Student, 10, member of high IQ society, graduates high school

Student, 10, member of high IQ society, graduates high school
Tanishq Abraham, 10, of Sacramento became one of the youngest high school graduates Sunday. (Photo courtesy of Bijou and Taji Abraham)

A 10-year-old boy from Sacramento recently became one of the youngest people to graduate from high school.

Tanishq Abraham successfully met the state requirements to graduate and earned a 4.0 grade-point average, receiving his diploma at a private ceremony with family and friends Sunday.


"We wanted to have it like a typical graduation ceremony, but of course it was different because he was the only student," his mother, Taji, said.

He even received a congratulatory letter from President Obama.

"I feel happy and proud of myself that I finished high school," Abraham said. "It was a lot of work."

Abraham has been home-schooled since he was 7. His mother said she pulled him out of public school after the third grade because he was so far advanced that a certain point, he was only going to school to socialize.
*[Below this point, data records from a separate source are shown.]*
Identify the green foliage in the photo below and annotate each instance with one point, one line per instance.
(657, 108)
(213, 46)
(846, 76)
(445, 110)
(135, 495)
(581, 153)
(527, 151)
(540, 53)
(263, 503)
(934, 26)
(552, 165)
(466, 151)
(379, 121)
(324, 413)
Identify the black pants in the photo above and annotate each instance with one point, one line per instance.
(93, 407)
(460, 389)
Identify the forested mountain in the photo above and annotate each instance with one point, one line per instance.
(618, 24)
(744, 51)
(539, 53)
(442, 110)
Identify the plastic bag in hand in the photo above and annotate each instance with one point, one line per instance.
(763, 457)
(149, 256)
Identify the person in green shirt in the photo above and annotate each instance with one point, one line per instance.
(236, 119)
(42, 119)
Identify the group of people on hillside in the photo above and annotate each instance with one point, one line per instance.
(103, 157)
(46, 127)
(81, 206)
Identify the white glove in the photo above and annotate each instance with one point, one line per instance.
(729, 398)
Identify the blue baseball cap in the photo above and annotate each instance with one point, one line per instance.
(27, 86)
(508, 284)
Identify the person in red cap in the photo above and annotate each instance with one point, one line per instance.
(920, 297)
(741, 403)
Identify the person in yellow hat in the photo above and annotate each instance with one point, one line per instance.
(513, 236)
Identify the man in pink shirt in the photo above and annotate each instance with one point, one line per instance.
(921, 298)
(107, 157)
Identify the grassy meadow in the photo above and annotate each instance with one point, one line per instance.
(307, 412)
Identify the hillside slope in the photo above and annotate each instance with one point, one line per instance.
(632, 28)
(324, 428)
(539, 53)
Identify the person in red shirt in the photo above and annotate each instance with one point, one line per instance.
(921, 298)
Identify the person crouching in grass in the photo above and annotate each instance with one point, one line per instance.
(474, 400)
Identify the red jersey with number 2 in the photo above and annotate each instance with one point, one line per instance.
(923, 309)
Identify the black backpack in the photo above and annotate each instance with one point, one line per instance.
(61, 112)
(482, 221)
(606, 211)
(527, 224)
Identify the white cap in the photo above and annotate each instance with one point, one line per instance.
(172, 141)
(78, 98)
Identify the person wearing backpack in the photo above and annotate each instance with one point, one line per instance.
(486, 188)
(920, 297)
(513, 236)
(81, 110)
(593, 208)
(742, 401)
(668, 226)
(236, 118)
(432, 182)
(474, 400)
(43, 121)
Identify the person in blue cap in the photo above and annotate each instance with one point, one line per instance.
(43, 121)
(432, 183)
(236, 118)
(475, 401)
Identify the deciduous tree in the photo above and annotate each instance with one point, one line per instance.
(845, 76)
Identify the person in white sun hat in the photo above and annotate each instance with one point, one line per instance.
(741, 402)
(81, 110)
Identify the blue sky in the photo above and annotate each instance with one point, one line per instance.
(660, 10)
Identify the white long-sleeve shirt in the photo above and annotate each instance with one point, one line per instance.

"The traditional kind of schools were boring for him," Taji said.

She said she always suspected her son was gifted -- he was acting like a kindergartener when he was only 2. But her suspicions were confirmed when Tanishq, at age 4, took an IQ test and became one of the youngest members of MENSA, a high IQ society.

"It's just that he has a passion for learning and enjoys it," Taji said of her son. "And he's gifted so it came naturally for him and he worked hard. We didn't have to push or direct him. He was his own boss."

Abraham is already taking college courses and has completed 42 credits in pursuit of his associate's degree, receiving A's in all of his classes. He said he plans to transfer to UC Davis to complete his bachelor's degree and pre-med courses. He then plans to go onto medical school, complete a doctorate and, ultimately, become president one day.

"He was 5 when Obama was elected and something about seeing all of that on TV drew him to the presidency," his mother said.

For his parents, the journey is far from over. They plan to continue to support him and his 8-year-old sister, Tiara, who is gifted as well. She started taking her first community college course one year ago and also became part of MENSA when she was 4.